Scenario 2: World Markdown
Mein Fluchtplan: Mit Markdown aus den Datensilos.
World Markdown (1)
Markdown
Markdown ist eine einfache Auszeichnungssprache, für die es Tools gibt, die sie sowohl nach HTML (Website, Ebook) als auch nach LaTeX herausschreiben.
World Markdown (2)
- Markdown-Dateien werden im Texteditor erstellt (in meinem Fall mit TextMate)
- Eine Template-Engine (RubyFrontier) generiert daraus statische HTML-Seiten.
- Diese werden zusammen mit den Markdown-Dateien auf einem Server der Wahl abgelegt (in meinem Fall auf Amazon S3).

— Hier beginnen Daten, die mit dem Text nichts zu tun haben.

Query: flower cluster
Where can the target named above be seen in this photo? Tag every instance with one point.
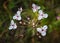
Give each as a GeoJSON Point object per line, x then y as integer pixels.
{"type": "Point", "coordinates": [35, 7]}
{"type": "Point", "coordinates": [41, 15]}
{"type": "Point", "coordinates": [42, 30]}
{"type": "Point", "coordinates": [17, 16]}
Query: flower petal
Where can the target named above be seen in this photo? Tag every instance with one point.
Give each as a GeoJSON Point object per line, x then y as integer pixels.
{"type": "Point", "coordinates": [43, 33]}
{"type": "Point", "coordinates": [39, 30]}
{"type": "Point", "coordinates": [45, 27]}
{"type": "Point", "coordinates": [45, 15]}
{"type": "Point", "coordinates": [40, 17]}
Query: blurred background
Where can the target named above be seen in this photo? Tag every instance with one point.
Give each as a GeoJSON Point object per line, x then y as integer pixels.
{"type": "Point", "coordinates": [23, 33]}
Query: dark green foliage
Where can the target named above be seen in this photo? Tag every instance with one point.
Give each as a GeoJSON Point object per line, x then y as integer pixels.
{"type": "Point", "coordinates": [9, 7]}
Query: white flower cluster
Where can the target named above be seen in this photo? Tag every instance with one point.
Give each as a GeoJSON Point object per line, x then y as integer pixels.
{"type": "Point", "coordinates": [35, 7]}
{"type": "Point", "coordinates": [40, 12]}
{"type": "Point", "coordinates": [17, 16]}
{"type": "Point", "coordinates": [41, 15]}
{"type": "Point", "coordinates": [42, 30]}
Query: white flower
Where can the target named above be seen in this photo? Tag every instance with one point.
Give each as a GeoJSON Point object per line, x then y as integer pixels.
{"type": "Point", "coordinates": [35, 7]}
{"type": "Point", "coordinates": [42, 15]}
{"type": "Point", "coordinates": [42, 30]}
{"type": "Point", "coordinates": [17, 17]}
{"type": "Point", "coordinates": [20, 9]}
{"type": "Point", "coordinates": [12, 25]}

- Synchronisierung mit der Dropbox.
- Realisiert mit RubyFrontier und Twitter Bootstrap.
World Markdown (3)
World Markdown (4)
- Die Text-, Photo- und Videoeingabe kann von überall erfolgen, auch über ein Smartphone, denn …
- die sogenannte »Facebook-Revolution« war keine »Facebook-Revolution«, sondern eine »Handy-Revolution«.
- World Markdown: Die Markdown (Quell-) Dateien liegen zum Abruf ebenfalls im Netz (in meinem Fall auf Github).
- Jeder ist aufgefordert, sie herunterzuladen und weiterzunutzen.
Node Types
- Verschiedene Node Types (Threads, Blogpost etc.) werden durch unterschiedliche Templates realisiert.
- Bisher implementiert: Threads, Blogpost, Photo, Essays (Worknotes), Galerie
- Mögliche Erweiterungen: Slides, Video, Maps, Charts (für all die schönen HTML5-Spielereien, ohne die der »Datenjournalismus« (angeblich) nicht auskommt), Timeline etc.
Threads
Worknotes
Photo
Galerie
Die Navigation unter den Photos wird automatisch erzeugt und es gibt eine Version mit »Metadaten« für wissenschaftliche Arbeit.
Alternativen
- Jekyll: Ebenfalls Markdown, aber in meinem Augen zu »bloggish«
- nanoc ist ein weiterer in Ruby geschriebenes Tool, das mit Markdown umgehen kann und statische Seiten herausschreibt. Sehr vielversprechend, aber der Bedienungskomfort ist noch verbesserungsfähig (Terminal).
- Emacs Org-mode: Lange Zeit mein Favorit, aber leider nicht »Geisteswissenschaftler kompatibel«
Pros und Cons
- Einfache Erstellung (+)
- Sehr flexibel und erweiterbar (+)
- RSS-Feeds müssen (noch) mühselig von Hand erstellt werden (aber wir arbeiten daran) (-)
- Aus historischen Gründen ist das Markdown von RubyFrontier (noch) nicht überall »standard-konform« (aber wir arbeiten daran) (-)
- Zur Zeit läuft RubyFrontier nur unter MacOS X mit TextMate (aber …) (-)
Zurück in die Zukunft
- Github ist ebenfalls ein hervorragendes Publishing-Tool für Markdown-Dateien (erspart einem unter Umständen den »eigenen« Server)
- Erweiterung für (HTML5-) Videos (denn das Netz ist multimedial)
- Markdown, Fußnoten, Tabellen und mathematische Formeln (die Frage nach den Supersets)
- Kommentare via Disqus (bei Threads -- ist immer noch inkonsistent, aber da es hier um statische Seiten geht, sehe ich wirklich keine andere Alternative, als die Kommentare »zuzukaufen«)
Let's Do It
Fassen wir zusammen:
- Ziel ist der Entwurf und die Implementierung eines Arbeitsumgebung für Webworker (Journalisten, Autoren, Wissenschaftler), die den Nutzer nicht entmündigt.
- Er bleibt Herr seiner Daten
- Er entscheidet, wer auf seine Daten zugreifen darf und mit wem er diese diskutiert
- Die Nutzung ist so einfach wie möglich
- Die Nutzung kostet so wenig wie möglich
In der besten aller Welten …
Da wir (leider) nicht in der besten aller Welten leben:
- Als kostengünstige Datenablage sind Cloud-Anbieter wie Amazons S3, Dropbox, Github etc. unproblematisch, da die Daten immer noch einmal beim Nutzer bleiben (das befreit von teuren ISPs)
- Auch im Falle politischer Repressionen (Zensur, Wikileaks) ist es einfach, die Daten auf einem anderen Server (Island) zu transferieren und erneut zu publizieren
Wissenschaftsnomaden
- Auch sie behalten ihre Daten und Ergebnisse unter ihrem Einfluß und können sie trotzdem anderen Instituten zur Publikation zur Verfügung stellen.
- Sie bekommen ein Werkzeug zur Verfügung gestellt, daß sie von den Datensilos der Wissenschaftsorganisationen befreit.
Der Stand der Dinge
- Ein Prototyp der World Markdown kann auf Github heruntergeladen werden.
- In den nächsten Wochen wird es eine Dokumentation dazu geben.
- Ausführliche Test für Markdown -> LaTeX -> PDF und Markdown -> Epub/Mobi sind in Vorbereitung.
- Mein Weblog wird seit Anfang Oktober 2012 mit einer angepaßten Version der World Markdown geführt.